Sunday, April 22, 2012

The Power of the Powerless

I had an interesting conversation last night. Strangely enough it put things in a rather different perspective for me. It is true that my work and ideas are largely excluded from orthodox academia. A google scholar search shows that the only other scholar to refer to the special settlement regime as an apartheid system is Galina Ivanova. But, Russian scholarship in the 1990s was considerably more diverse than the reigning orthodoxy in the US today on Soviet nationality policies established by people like Francine Hirsch. It was certainly far, far more critical of the Soviet regime. It is also true that this exclusion gets reinforced on the Internet where most academics refuse to even consider the application of negative terms such as racism, apartheid, colonialism, and genocide to any action ever taken by the government of the USSR. But, it is precisely because much of American academia strives towards a totalitarian model that my marginalization may be less than the total dismissal that I had previously thought.

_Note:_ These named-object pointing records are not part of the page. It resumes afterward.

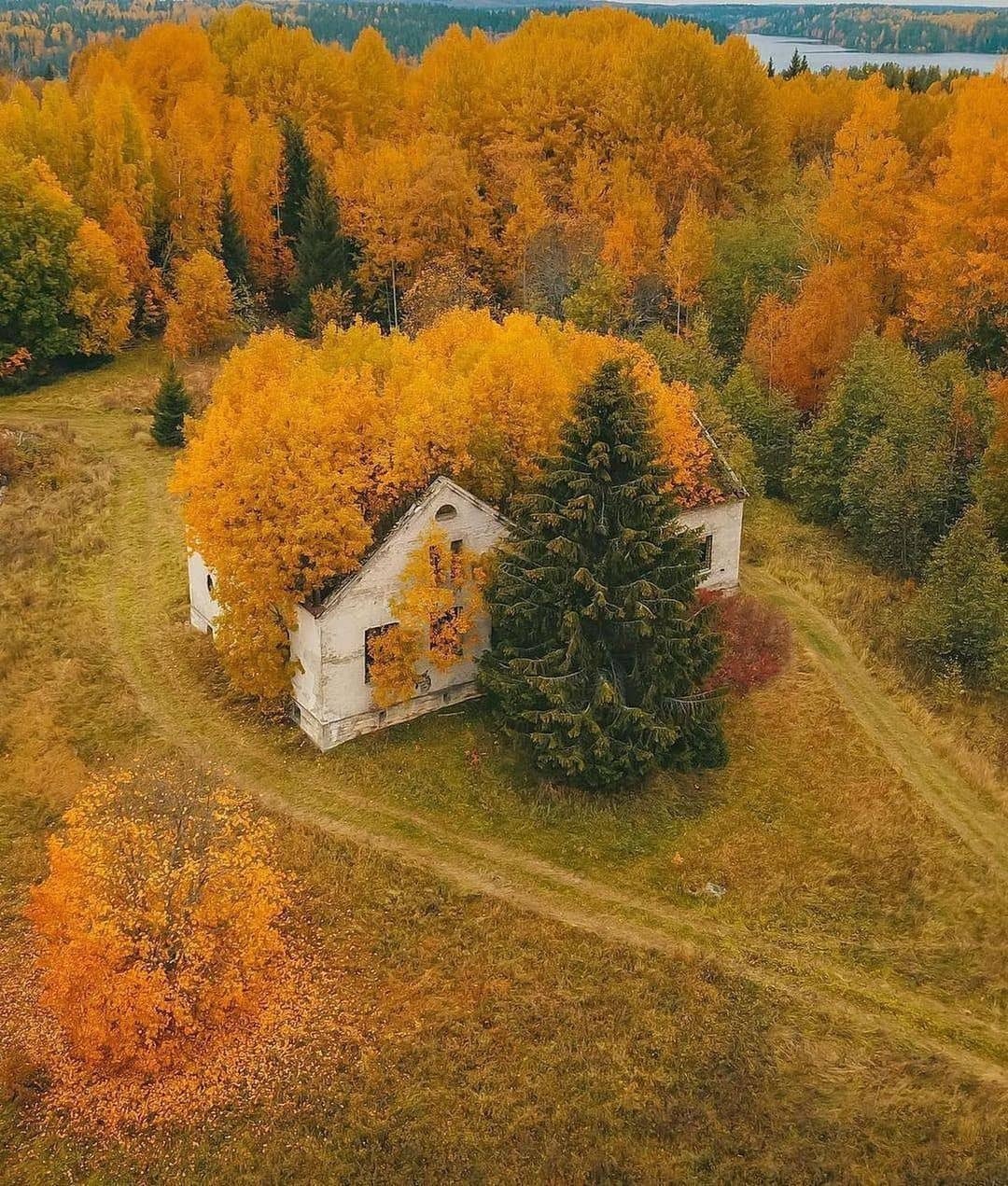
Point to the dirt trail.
(981, 827)
(138, 585)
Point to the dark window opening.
(446, 624)
(371, 635)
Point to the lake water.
(820, 55)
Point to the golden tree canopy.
(158, 918)
(305, 449)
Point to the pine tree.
(960, 615)
(798, 64)
(297, 175)
(233, 249)
(171, 407)
(600, 652)
(323, 254)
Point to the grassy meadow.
(509, 980)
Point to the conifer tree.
(959, 617)
(171, 407)
(233, 249)
(600, 651)
(321, 252)
(297, 175)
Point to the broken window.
(371, 635)
(446, 635)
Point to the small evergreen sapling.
(600, 650)
(171, 407)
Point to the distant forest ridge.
(38, 37)
(875, 29)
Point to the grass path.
(136, 586)
(981, 827)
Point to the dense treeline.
(783, 245)
(39, 38)
(880, 30)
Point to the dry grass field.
(510, 981)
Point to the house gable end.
(441, 489)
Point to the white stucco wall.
(332, 704)
(203, 607)
(723, 522)
(333, 700)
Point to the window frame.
(369, 633)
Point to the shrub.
(757, 642)
(22, 1081)
(158, 918)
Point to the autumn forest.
(258, 292)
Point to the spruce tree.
(321, 253)
(600, 651)
(171, 408)
(297, 174)
(959, 616)
(233, 249)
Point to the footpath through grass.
(549, 989)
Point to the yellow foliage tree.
(801, 346)
(101, 294)
(688, 257)
(158, 918)
(303, 449)
(956, 258)
(201, 314)
(863, 213)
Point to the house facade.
(332, 695)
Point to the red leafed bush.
(757, 640)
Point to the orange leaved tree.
(201, 314)
(158, 920)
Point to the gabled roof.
(441, 488)
(730, 484)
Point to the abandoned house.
(332, 695)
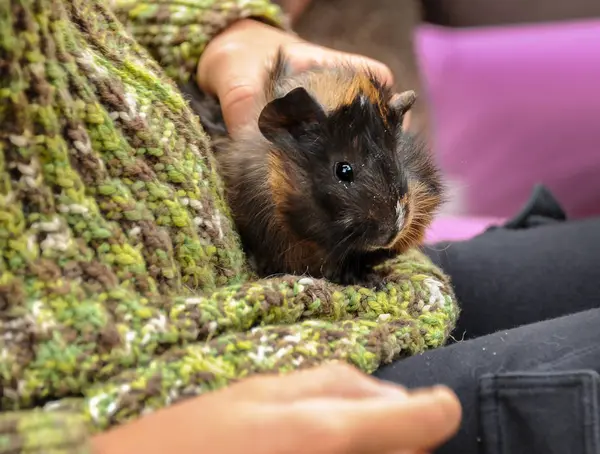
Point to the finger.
(236, 82)
(306, 55)
(422, 421)
(336, 380)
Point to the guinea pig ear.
(402, 102)
(290, 115)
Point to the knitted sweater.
(123, 286)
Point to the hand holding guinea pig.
(232, 66)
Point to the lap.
(537, 267)
(532, 389)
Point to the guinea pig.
(325, 182)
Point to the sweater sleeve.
(176, 32)
(37, 431)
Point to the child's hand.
(233, 65)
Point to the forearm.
(176, 32)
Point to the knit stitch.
(123, 286)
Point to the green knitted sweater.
(123, 287)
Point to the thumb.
(236, 81)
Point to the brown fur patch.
(299, 256)
(360, 84)
(420, 206)
(278, 179)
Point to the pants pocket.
(540, 412)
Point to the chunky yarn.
(123, 287)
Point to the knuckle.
(329, 435)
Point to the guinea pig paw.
(375, 281)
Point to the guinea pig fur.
(325, 182)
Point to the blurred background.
(509, 91)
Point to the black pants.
(525, 356)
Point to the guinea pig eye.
(344, 172)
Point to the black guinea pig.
(325, 182)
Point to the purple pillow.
(515, 106)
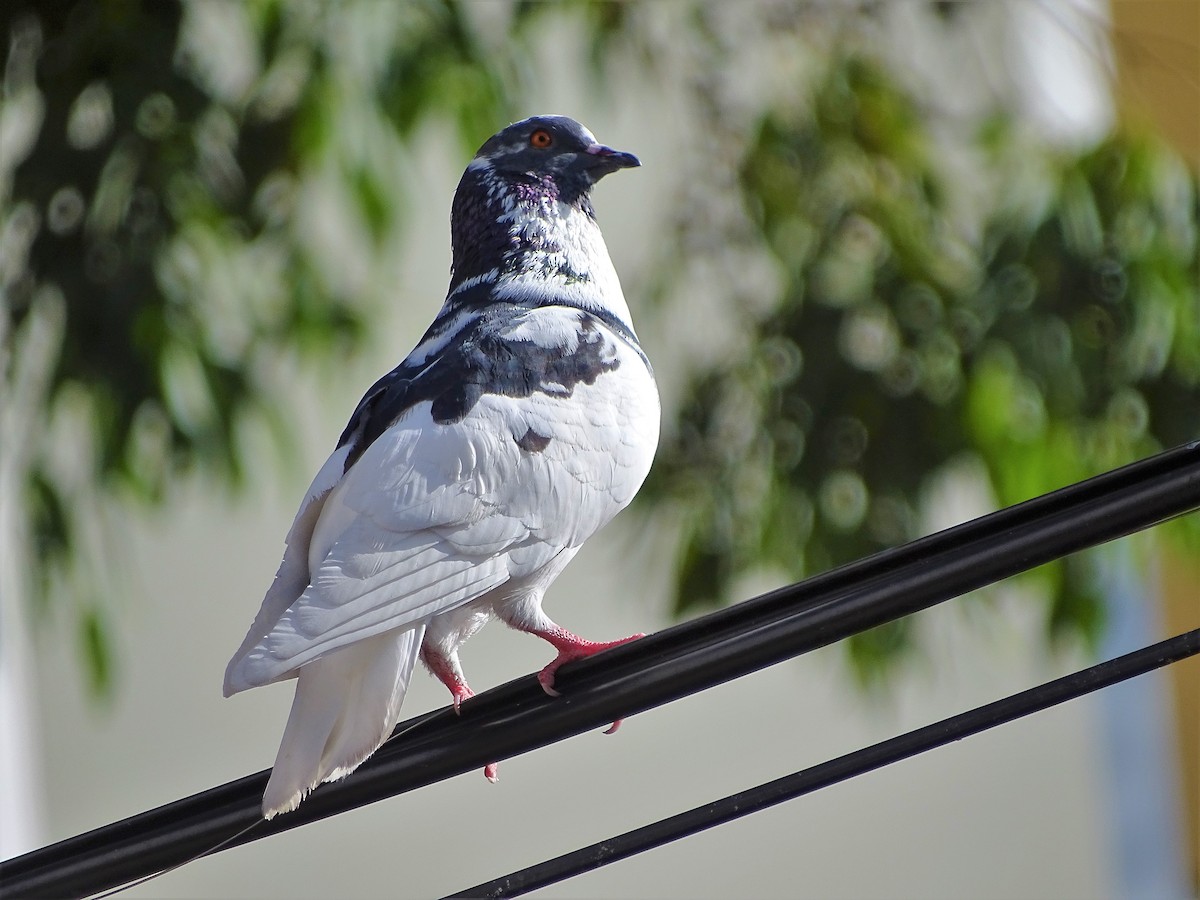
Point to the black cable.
(837, 771)
(519, 717)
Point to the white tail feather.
(346, 706)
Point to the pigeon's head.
(551, 148)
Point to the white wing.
(435, 515)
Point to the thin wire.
(843, 768)
(676, 663)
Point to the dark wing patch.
(532, 442)
(483, 359)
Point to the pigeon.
(469, 475)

The argument is that the less room that a regime makes for dissenting ideas the more dangerous it perceives any dissenting ideas. Hence the spectacle of the Soviet and other dictatorships arresting and persecuting people for rather innocuous opposition activities. Now American academia is not anywhere near that level of ideological control, but it is far less diverse than American society as a whole in terms of the acceptance of unorthodox ideas.  So just as the presence of graffiti calling for the overthrow of an authoritarian regime has more meaning than political graffiti in a truly liberal and tolerant society, my dissent has some meaning by the very fact that there is a reigning academic orthodoxy enforced through hiring practices and peer review. Although I have found that it is still possible to surmount this last instrument of control, it has gotten ideologically much tighter in the last couple of years.  However, just like political graffiti in the capital of an authoritarian regime my writing on this blog does indicate that there is not complete overt consent and compliance with the ruling dogma. In a completely open system it is meaningless. But, the more the system attempts to shut out or even just ignore alternative ideas the more potential such graffiti has to be an ideological irritant to the people who enforce the ruling orthodoxy. This is the gist of the argument I got from the person I was debating last night. I initially had a lot of doubts about its veracity. I would have thought that the more closed the system became the easier it was for everybody to completely ignore me. I am guessing that 99.9% of historians in the US teaching Soviet history have never heard of me or read any of my published works. However, I did like his optimism. So from now on I am going to act as if my words might very well serve the same type of function as opposition graffiti in an illiberal state. It greatly increases my status from being a complete nobody.